Trumpeter-composer Wynton Marsalis set the tone for the evening with a version of “The Star Spangled Banner” that was steeped in New Orleans parade tradition. Once he and his septet had finished the old tune, redefining it with piquant harmonies and the lush atmosphere of turn-of-the-century New Orleans, there was no doubt that Ravinia’s third annual Jazz in June series had been exuberantly launched.
Marsalis’ “Banner” also foreshadowed the musical language of his major offering for this evening, a vast and sweeping composition titled “In the Sweet Embrace of Life.” Like Marsalis’ treatment of the national anthem, this larger piece drew upon the history and pre-history of jazz. More importantly, like much of Marsalis’ best work in recent years, “In the Sweet Embrace of Life” proved to be a meticulously arranged narrative in which themes appear, reappear and evolve virtually in symphonic fashion.
Ever since Marsalis unveiled his “Majesty of the Blues” several years ago, he has been crafting jazz compositions on an epic scale. In so doing, he has reaffirmed that jazz idioms can sustain the largest musical forms, and that jazz composition and improvisation can co-exist eloquently in the same piece of music.
The specific beauty of “In the Sweet Embrace of Life” lies in its fearless juxtaposition of ancient and contemporary musical ideas. In other words, Marsalis has called upon venerable African musical rituals (chant, hand-claps, relentless ostinatos) as well as modern-day musical techniques (unflinching dissonance, outrageously bent pitches, fast-flying virtuoso passages).
Somehow, by carefully planning the statement and re-statement of his themes, and by infusing all of this music with the spirit of the blues and of the church, Marsalis binds his musical language into a cohesive, comprehensible whole. The gospel-piano statements of Eric Reed, the complex rhythms of drummer Herlin Riley, the fervently lyric playing of Marsalis himself merge into a sound that has become one of the most recognizable in jazz.

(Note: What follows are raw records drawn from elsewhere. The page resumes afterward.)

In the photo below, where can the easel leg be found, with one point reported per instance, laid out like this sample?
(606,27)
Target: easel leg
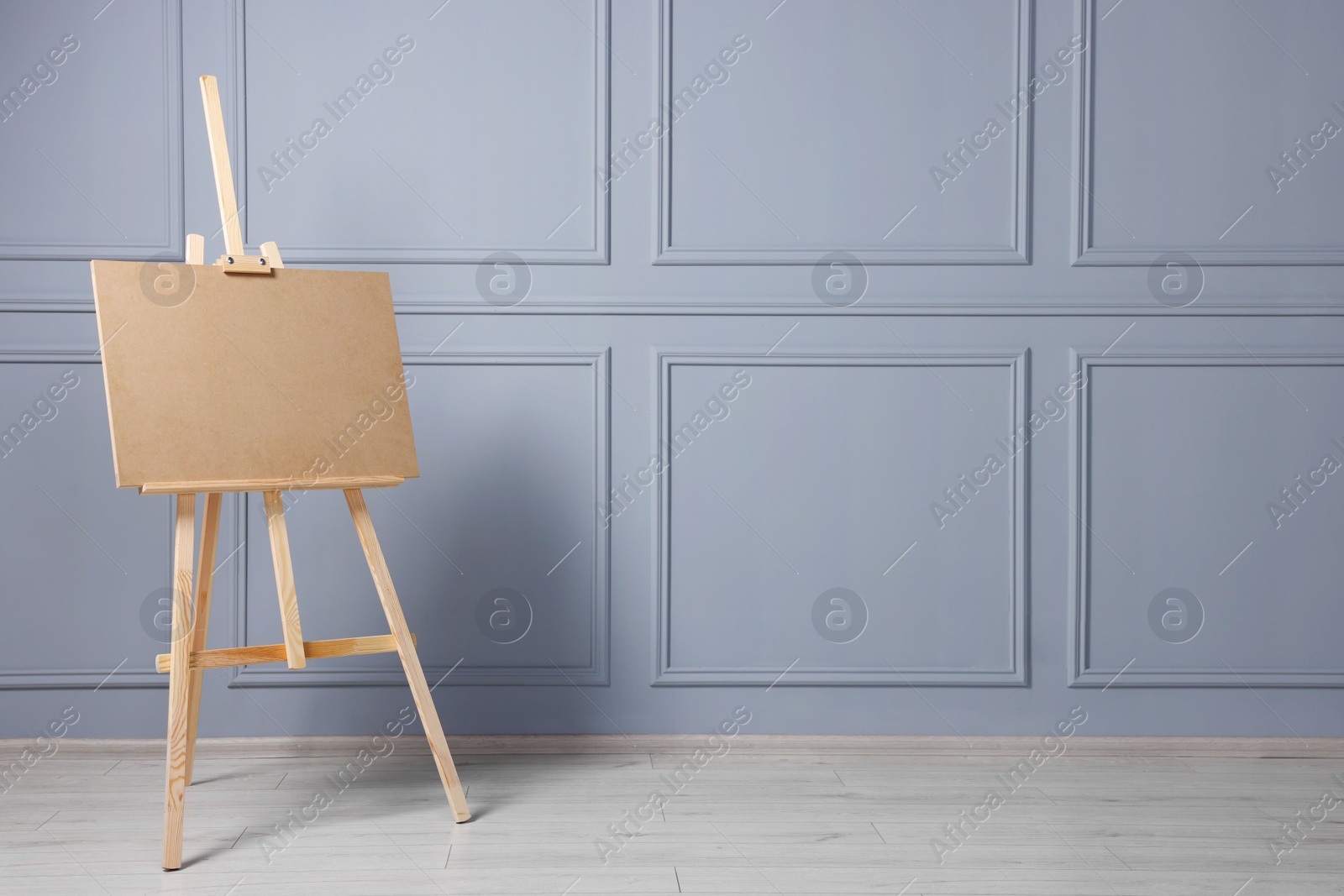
(201,618)
(179,680)
(284,579)
(407,647)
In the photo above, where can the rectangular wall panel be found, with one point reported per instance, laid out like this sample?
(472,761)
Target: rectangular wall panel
(806,560)
(93,163)
(87,567)
(400,136)
(1229,150)
(1206,550)
(497,551)
(749,161)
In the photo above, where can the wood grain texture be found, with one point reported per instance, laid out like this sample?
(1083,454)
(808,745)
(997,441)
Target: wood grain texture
(407,647)
(222,167)
(225,658)
(284,566)
(273,485)
(179,681)
(201,617)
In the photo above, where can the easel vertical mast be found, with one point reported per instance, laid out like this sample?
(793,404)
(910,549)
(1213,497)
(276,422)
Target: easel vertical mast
(190,656)
(223,170)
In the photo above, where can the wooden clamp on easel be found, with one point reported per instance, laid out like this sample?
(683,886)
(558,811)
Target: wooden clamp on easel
(269,316)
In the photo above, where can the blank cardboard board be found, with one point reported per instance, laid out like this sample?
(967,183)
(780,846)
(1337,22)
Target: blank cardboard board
(292,376)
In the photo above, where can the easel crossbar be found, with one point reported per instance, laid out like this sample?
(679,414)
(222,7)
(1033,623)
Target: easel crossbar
(276,652)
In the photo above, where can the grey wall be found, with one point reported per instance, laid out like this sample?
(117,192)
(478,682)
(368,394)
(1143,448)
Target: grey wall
(685,313)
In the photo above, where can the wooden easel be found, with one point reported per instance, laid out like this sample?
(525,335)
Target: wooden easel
(188,658)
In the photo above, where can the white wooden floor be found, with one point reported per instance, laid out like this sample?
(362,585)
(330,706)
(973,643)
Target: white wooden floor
(745,824)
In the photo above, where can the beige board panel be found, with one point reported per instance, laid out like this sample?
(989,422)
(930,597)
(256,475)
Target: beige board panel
(293,376)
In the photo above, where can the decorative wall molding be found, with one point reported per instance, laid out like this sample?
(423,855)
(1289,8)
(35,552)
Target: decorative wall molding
(1016,253)
(1085,254)
(1081,672)
(598,254)
(596,672)
(175,241)
(664,674)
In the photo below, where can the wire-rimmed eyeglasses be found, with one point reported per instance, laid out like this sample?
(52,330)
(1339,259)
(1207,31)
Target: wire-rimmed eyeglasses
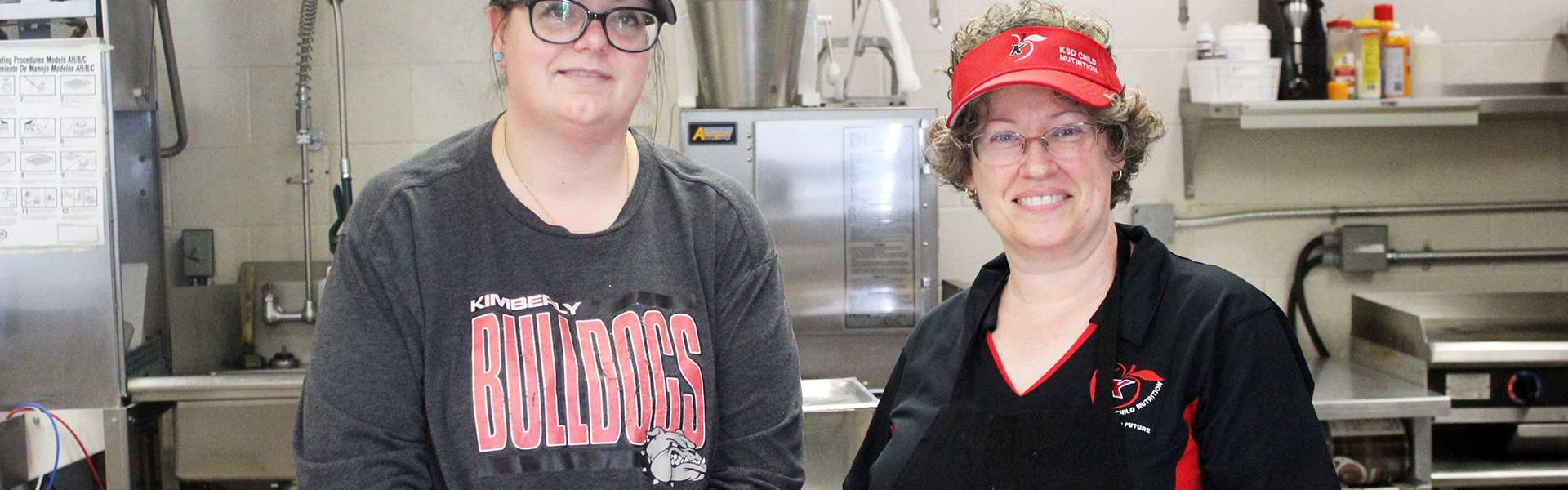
(629,29)
(1000,148)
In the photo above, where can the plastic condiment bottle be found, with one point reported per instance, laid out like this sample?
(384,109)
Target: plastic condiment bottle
(1338,90)
(1206,41)
(1370,69)
(1396,66)
(1426,65)
(1344,47)
(1385,16)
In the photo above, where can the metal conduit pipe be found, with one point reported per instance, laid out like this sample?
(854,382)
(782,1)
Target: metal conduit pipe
(1477,255)
(1372,211)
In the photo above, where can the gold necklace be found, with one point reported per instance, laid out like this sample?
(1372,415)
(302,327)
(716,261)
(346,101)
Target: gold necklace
(506,161)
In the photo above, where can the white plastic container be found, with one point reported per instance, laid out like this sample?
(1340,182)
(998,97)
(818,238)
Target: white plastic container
(1245,41)
(1232,81)
(1426,65)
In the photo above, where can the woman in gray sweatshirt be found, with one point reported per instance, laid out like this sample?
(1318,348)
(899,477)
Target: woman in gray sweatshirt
(552,301)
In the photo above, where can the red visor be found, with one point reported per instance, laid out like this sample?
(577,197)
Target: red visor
(1058,59)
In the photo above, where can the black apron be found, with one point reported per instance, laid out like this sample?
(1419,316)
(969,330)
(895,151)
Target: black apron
(1051,448)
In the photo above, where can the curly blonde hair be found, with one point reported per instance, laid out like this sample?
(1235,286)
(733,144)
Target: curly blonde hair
(1131,124)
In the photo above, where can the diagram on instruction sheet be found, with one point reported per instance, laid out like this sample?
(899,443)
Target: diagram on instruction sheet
(54,146)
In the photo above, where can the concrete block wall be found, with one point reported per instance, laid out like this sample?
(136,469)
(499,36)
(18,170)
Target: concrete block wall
(421,71)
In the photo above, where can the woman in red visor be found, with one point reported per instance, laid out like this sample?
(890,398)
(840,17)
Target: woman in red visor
(1085,355)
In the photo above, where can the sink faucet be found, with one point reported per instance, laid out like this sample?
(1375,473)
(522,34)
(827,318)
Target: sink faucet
(274,314)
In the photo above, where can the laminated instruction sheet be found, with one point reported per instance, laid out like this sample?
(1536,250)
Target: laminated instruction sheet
(54,156)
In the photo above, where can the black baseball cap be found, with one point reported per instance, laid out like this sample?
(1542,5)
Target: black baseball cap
(668,8)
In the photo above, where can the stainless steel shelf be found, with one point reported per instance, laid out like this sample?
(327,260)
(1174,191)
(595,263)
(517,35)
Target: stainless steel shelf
(1462,105)
(1450,473)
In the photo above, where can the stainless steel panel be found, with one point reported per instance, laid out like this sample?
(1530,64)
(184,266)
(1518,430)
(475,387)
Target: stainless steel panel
(1467,328)
(748,51)
(138,204)
(60,340)
(800,189)
(15,10)
(134,63)
(1351,391)
(816,272)
(117,449)
(209,449)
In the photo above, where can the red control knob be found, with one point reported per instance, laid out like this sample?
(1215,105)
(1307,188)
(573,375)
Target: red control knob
(1525,388)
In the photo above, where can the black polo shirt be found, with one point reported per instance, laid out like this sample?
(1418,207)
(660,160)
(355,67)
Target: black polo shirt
(1214,390)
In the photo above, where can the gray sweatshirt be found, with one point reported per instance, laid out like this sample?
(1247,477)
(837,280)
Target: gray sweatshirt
(463,343)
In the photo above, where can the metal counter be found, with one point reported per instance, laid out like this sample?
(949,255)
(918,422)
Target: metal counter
(242,385)
(1454,473)
(206,447)
(1352,391)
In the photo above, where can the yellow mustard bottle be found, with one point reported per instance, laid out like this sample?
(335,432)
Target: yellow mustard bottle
(1370,68)
(1396,65)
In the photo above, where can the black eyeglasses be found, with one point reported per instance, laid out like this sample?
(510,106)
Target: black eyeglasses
(629,29)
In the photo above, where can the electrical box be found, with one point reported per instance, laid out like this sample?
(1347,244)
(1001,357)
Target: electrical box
(18,10)
(196,253)
(1363,247)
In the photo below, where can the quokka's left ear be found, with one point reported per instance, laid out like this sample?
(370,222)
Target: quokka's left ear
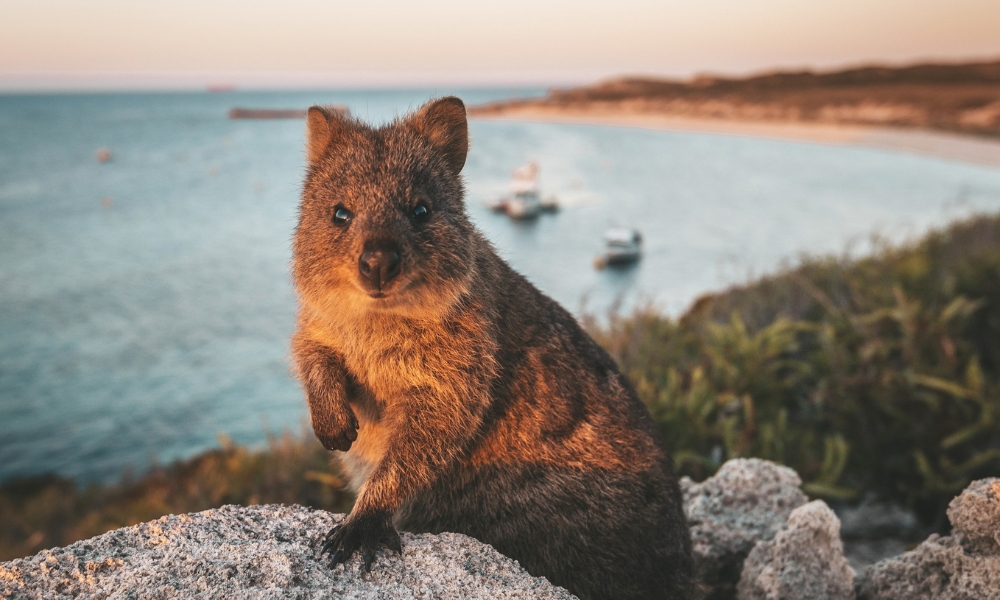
(444,124)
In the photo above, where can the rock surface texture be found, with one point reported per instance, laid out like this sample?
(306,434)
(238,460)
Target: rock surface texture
(747,501)
(263,552)
(962,566)
(804,561)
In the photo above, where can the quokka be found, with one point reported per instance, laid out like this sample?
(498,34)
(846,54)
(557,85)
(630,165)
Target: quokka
(462,398)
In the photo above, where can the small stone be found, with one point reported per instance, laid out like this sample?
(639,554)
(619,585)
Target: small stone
(804,561)
(747,501)
(962,566)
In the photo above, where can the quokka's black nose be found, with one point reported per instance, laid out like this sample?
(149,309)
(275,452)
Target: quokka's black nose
(379,264)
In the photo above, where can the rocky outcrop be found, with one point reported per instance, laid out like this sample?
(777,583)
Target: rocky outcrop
(750,525)
(964,565)
(804,561)
(263,552)
(747,501)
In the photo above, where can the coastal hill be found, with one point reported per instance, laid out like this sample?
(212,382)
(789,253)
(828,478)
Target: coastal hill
(946,97)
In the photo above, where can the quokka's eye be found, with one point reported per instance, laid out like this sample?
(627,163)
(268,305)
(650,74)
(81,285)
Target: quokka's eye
(420,213)
(341,216)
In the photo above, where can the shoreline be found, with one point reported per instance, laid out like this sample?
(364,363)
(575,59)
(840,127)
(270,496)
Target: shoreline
(926,142)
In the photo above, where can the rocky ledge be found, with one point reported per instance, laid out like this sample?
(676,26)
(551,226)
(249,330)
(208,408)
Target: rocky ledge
(754,536)
(263,552)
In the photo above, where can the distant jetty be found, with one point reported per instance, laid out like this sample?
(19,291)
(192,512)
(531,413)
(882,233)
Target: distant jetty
(274,113)
(958,98)
(267,113)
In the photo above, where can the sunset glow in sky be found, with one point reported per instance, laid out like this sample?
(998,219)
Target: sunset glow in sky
(255,43)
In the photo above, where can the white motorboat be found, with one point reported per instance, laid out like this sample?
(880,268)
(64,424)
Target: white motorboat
(623,247)
(524,201)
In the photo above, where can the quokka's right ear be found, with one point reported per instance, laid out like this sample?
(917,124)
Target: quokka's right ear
(323,124)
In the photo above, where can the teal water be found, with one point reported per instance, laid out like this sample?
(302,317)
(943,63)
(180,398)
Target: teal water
(145,303)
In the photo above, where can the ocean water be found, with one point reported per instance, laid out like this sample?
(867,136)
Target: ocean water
(146,305)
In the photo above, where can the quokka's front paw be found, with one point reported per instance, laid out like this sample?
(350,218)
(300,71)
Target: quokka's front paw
(364,534)
(337,434)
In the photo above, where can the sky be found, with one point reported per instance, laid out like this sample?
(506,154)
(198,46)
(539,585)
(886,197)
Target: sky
(53,44)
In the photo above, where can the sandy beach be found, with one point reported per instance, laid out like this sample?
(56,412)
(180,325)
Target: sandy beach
(952,146)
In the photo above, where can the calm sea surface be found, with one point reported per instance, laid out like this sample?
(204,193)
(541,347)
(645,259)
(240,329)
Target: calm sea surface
(145,303)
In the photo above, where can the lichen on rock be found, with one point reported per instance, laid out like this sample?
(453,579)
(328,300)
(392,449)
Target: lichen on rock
(748,500)
(804,561)
(962,566)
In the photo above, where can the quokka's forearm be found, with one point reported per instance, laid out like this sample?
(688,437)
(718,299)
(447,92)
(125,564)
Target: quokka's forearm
(324,378)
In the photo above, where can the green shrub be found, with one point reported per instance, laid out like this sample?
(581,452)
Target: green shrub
(869,376)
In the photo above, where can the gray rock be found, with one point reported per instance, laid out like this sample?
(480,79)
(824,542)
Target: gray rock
(747,501)
(975,514)
(263,552)
(804,561)
(962,566)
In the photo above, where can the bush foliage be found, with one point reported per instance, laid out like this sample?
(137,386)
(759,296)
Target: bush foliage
(877,376)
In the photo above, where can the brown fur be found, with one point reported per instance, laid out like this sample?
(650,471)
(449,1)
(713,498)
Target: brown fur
(463,398)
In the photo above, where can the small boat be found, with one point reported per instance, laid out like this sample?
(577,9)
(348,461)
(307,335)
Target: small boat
(524,202)
(624,247)
(274,113)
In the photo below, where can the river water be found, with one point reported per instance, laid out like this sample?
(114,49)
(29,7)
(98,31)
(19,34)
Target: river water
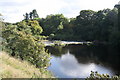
(77,61)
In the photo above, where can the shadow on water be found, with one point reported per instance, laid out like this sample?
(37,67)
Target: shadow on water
(78,60)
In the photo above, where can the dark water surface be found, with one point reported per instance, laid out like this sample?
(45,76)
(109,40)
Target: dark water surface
(77,61)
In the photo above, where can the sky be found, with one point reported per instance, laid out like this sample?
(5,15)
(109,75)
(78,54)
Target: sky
(13,10)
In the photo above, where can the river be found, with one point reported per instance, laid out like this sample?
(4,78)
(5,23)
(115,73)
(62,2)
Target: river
(77,61)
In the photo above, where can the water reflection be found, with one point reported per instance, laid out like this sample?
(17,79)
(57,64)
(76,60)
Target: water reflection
(78,61)
(67,66)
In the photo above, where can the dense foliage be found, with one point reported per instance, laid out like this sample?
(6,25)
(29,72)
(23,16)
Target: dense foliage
(23,40)
(100,26)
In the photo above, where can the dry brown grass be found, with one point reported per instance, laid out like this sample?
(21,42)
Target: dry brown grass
(16,68)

Its most remarkable feature, though, is the way its front line blends into a fiercely expressive sonority. Marsalis’ trumpet, Wycliffe Gordon’s trombone, Wes Anderson and Walter Blanding’s reeds together create a color and texture as intense as it is lyrically persuasive.
The evening’s other attraction was a return appearance by Gerry Mulligan, who served as artistic director for Jazz in June during its first two years (Chicago pianist Ramsey Lewis recently took over that post).
If Mulligan’s idiom was less fevered than Marsalis’, it was effective in its own, soft-spoken way. The melodic fluidity and improvisatory ease of Mulligan’s work on baritone saxophone made him one of the world’s foremost practitioners of the instrument, and his performance on this occasion easily matched expectations.